But he too had just been through an internal investigation prompted by employee complaints.
The report by the Department of Human Resources cleared Naik of “several” complaints concerning the CRO’s treatment of women, and alleged favorable treatment of men.
The report has Naik setting up a new chain of command that rankled some longtime employees. It also has him saying (not in direct quotes) that coming from the private sector, he was accustomed to and expected a different level of professionalism and accountability that he did not see in his direct reports at the city.
Before coming to Atlanta City Hall, Naik was director of legal and public affairs for MailChimp and had also held counsel and public affairs positions positions with Google Fiber and Google, Inc.
But Naik’s resume doesn’t show anything on sustainability. The report has some employees seeing him as aloof and inexpert. Naik was viewed with skepticism by the environmental community, the report said.

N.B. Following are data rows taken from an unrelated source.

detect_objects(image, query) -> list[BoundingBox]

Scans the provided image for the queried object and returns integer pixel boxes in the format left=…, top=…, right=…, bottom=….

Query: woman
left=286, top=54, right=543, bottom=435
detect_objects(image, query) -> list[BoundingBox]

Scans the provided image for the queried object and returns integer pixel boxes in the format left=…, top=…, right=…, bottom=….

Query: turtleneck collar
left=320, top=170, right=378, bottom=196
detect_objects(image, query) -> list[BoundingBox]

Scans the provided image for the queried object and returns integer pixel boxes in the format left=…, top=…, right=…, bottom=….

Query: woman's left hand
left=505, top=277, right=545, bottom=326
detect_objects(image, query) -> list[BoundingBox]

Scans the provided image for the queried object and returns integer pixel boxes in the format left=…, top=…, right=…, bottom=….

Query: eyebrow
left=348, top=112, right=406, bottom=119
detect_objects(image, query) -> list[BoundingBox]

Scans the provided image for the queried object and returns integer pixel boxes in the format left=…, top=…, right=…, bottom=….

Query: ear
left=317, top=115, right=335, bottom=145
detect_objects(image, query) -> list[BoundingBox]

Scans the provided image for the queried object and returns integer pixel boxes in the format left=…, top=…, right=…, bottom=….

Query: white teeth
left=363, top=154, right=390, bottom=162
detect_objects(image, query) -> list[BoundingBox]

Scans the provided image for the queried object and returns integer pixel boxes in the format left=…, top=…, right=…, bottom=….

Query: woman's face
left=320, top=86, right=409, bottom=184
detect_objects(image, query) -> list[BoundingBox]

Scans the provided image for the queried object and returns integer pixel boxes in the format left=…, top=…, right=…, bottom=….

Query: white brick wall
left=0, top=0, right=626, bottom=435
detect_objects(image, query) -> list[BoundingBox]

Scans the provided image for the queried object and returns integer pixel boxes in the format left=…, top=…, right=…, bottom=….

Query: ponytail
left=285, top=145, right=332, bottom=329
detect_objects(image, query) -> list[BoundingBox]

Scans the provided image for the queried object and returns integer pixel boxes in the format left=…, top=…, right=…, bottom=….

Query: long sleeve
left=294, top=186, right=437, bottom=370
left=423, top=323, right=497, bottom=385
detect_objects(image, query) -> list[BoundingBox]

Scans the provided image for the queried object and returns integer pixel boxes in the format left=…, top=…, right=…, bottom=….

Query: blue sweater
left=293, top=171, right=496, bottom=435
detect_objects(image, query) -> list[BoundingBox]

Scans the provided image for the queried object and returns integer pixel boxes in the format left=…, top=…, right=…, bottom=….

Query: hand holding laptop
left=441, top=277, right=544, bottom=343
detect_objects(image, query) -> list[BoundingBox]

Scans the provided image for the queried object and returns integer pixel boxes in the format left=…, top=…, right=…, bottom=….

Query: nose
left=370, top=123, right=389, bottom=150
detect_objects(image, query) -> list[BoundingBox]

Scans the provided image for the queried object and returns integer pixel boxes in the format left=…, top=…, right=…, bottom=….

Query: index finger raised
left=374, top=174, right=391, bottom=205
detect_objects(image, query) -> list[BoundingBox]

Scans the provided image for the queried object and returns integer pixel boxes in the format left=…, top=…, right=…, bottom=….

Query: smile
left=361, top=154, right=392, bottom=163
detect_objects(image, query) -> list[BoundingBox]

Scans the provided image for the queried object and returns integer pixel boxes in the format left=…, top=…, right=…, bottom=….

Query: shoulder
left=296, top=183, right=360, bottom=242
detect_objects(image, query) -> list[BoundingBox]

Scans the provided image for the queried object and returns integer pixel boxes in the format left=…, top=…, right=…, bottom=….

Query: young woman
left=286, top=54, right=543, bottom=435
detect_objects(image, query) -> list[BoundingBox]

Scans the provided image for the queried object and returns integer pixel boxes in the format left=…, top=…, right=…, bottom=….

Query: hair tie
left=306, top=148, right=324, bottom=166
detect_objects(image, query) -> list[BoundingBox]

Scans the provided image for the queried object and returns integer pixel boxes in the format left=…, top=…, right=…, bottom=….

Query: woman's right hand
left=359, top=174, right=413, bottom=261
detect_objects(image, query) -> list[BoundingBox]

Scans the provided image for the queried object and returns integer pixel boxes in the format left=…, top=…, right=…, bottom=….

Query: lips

The person in the resilience post is responsible for moving the city toward goals of becoming more resilient to physical, social and economic challenges in the city. It can include work on public heath, aging infrastructure, access to food and sustainability.
For example, the city has adopted the goal of getting to 100% clean energy by 2035. But the city did not legally intervene with the state utility regulator by a key deadline this year to ask for the permission it would need to make a clean energy deal with Georgia Power. That absence set off some alarm bells with some supporters of the city’s plan.
Four city employees besides Naik were interviewed for the internal investigation. A look at LinkedIn suggests at least two of them are no longer with the city now. And the city is advertising for a new senior director of sustainability.
SR has requested the headcount and employee names in the resilience office for this year and last year; the city has not responded to that request.
Naik joined the city after receiving an offer letter naming a salary of $170,000.
The report, meanwhile, recommends that the Office of Resilience should go through change management training.
Bottoms has said it’s hard to attract people to top posts in the city, blaming in part public scrutiny. In remarks to the Atlanta Press Club earlier this month, she said some people have second-guessed their decisions to work at the city and called on reporters to do more positive stories.